Bubba Watson, the fifth-ranked golf player in the world, just can’t seem to get around a golf course like regular pros. Three years ago, he boarded a hovercraft and glided over fairways, bunkers and water hazards. Now he’s ready to fly over them in the world’s first golf cart jetpack.
The two-time PGA Masters champ is featured in a new stunt video from Oakley and Thinkmodo, the marketing, media and video company that memorably brought you Devil Baby (yes, that’s a thing), Tiny Cop Lifting Car and the Automated Selfie Stick, which strangely never caught on with Kim Kardashian..
Oakley commissioned the new video, which Mashable is debuting here, to celebrate the return of golf to the Olympics when they kick off in Brazil on Aug. 5. Watson is a member of the U.S. Olympic Golf Team. They also commissioned the video to, obviously, promote their sports apparent and their PRIZM sports sun-glasses. Watson’s somewhat nontraditional style of play fit the creation of this radical golf cart design.
In the video, a trained pilot boards what looks almost like a tiny rocket ship, then lifts off and flies over Methven golf course in New Zealand — where the aircraft is certified to fly — as other stunned golfers look on. It’s a feat you could accomplish easily in CGI, but this jetpack golf cart (a.k.a. BW-Air — for Bubba Watson- Air) is real.

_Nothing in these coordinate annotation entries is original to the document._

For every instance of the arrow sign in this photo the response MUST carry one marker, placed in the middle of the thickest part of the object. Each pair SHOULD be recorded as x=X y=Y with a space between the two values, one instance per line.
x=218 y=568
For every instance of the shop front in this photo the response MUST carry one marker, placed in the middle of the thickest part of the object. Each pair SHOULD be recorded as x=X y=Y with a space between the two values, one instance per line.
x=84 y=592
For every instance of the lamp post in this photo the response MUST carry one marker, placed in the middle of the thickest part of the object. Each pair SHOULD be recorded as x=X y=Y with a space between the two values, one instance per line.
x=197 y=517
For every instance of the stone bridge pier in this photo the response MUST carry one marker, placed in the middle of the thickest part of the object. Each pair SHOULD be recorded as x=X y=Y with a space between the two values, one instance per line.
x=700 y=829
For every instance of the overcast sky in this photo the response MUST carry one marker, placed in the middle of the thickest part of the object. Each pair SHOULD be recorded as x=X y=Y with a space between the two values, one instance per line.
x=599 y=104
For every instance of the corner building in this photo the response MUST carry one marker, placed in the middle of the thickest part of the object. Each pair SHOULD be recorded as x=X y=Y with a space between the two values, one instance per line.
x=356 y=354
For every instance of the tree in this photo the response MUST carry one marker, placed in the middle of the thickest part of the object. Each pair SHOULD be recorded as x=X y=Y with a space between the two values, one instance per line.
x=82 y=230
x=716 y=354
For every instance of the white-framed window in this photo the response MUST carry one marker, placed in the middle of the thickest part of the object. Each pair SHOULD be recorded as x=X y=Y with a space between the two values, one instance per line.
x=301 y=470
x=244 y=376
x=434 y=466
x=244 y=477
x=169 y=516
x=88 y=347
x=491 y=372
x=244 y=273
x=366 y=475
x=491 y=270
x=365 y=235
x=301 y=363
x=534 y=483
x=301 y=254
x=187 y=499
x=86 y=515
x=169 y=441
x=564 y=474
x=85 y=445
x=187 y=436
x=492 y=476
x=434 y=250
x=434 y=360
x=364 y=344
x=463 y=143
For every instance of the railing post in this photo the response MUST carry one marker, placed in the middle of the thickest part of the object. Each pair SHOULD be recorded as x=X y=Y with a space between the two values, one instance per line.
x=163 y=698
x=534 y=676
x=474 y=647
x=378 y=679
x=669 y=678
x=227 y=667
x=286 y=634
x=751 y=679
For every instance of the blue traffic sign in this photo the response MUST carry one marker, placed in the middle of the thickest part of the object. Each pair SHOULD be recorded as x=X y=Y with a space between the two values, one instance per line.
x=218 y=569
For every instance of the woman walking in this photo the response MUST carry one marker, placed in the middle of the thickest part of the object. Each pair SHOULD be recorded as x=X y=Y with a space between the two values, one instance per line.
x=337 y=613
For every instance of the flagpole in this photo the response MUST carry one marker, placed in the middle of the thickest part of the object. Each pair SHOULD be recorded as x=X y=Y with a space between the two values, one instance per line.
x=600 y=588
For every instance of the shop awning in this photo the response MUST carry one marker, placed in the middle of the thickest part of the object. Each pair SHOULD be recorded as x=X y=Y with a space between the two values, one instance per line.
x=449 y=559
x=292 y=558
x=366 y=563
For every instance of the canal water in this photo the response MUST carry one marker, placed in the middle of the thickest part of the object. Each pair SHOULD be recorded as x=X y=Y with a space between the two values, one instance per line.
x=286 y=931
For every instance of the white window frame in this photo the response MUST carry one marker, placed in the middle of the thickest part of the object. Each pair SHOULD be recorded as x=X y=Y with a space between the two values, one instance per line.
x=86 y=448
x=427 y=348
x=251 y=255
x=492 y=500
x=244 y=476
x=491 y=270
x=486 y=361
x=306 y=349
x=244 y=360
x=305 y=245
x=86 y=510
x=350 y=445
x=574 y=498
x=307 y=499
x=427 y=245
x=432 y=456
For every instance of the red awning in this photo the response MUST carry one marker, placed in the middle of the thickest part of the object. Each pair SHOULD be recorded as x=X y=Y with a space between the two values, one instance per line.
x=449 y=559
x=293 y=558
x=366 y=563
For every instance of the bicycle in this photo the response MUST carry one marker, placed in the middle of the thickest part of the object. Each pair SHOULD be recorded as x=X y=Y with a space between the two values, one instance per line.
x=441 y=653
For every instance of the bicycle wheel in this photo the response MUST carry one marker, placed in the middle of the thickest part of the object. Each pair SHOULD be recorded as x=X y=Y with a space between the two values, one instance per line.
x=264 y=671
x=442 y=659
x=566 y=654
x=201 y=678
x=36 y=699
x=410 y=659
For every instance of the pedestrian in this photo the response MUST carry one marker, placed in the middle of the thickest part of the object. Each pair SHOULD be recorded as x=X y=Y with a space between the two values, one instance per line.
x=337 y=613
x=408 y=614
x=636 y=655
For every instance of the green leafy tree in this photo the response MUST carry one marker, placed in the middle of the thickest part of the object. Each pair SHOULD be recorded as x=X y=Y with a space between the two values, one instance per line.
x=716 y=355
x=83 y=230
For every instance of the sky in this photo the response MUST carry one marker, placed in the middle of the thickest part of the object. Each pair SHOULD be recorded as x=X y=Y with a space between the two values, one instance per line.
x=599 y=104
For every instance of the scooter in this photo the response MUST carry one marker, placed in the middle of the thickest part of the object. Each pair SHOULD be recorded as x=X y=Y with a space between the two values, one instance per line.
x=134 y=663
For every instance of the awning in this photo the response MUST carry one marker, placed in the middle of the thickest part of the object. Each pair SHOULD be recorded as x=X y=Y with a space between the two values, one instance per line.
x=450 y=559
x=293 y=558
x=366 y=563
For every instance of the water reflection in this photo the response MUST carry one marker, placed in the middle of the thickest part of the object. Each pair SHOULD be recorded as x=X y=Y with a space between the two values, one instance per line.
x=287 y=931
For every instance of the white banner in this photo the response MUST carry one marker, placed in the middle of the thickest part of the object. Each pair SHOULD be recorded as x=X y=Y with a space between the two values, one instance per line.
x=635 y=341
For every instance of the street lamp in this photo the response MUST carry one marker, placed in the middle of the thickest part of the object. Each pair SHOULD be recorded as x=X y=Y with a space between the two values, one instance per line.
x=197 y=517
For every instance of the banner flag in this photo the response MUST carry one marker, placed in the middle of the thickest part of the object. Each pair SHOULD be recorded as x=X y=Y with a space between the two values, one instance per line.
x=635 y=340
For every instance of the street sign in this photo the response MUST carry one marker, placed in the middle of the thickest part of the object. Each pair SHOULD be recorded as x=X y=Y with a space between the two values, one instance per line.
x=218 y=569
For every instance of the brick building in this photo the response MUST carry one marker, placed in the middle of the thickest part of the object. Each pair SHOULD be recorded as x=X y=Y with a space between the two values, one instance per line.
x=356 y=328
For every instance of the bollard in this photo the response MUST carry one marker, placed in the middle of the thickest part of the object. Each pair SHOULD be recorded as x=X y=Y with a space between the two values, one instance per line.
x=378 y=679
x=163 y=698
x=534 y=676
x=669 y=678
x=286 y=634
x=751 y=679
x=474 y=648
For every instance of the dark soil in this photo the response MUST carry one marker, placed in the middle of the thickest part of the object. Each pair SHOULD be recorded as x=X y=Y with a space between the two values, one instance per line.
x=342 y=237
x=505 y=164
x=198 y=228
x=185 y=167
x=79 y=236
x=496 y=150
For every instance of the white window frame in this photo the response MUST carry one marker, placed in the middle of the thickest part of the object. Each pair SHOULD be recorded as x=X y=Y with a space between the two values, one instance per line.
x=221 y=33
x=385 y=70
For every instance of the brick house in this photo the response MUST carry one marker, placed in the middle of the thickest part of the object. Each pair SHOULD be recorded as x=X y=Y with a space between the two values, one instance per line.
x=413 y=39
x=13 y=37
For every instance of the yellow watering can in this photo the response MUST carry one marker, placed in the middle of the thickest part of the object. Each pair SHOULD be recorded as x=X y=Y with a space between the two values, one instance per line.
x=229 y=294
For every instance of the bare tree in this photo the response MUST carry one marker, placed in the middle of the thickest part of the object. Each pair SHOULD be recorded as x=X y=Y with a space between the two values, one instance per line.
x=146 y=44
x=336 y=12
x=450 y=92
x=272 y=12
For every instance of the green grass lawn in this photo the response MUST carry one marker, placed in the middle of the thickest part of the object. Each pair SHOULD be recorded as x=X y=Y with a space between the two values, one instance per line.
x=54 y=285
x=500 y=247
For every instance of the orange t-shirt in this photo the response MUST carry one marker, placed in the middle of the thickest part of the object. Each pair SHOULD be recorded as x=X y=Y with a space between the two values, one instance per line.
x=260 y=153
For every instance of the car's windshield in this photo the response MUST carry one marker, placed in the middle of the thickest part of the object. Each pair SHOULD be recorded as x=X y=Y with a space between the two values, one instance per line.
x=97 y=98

Built by Martin Aircraft, BW-Air is actually an experimental aircraft capable of flying at 46 mph and at 3,000 feet of altitude. It runs on regular gasoline and makes about as much noise as a high-performance motorcycle (which means it’s pretty loud), but Thinkmodo’s James Percelay insisted it’s quiet — in a relative sense thanks to a piston-less rotary engine that runs at about 90 db. Its ability to take off and land vertically in relatively small spaces makes it, potentially, ideal for first responders, the actual target market. Martin Aircraft hopes to start selling to fire, police and rescue departments by then end of this year.
Percelay told me that Martin Aircraft is seeking FAA approval and does hope to eventually market the $200,000 aircraft to consumers. Those who do buy this extreme craft for personal transportation will need flight training. Even Watson has yet to pilot a BW-Air, but Percelay told me the golfer is currently third in the queue for training.
And, yes, the Martin Aircraft is already taking pre-orders.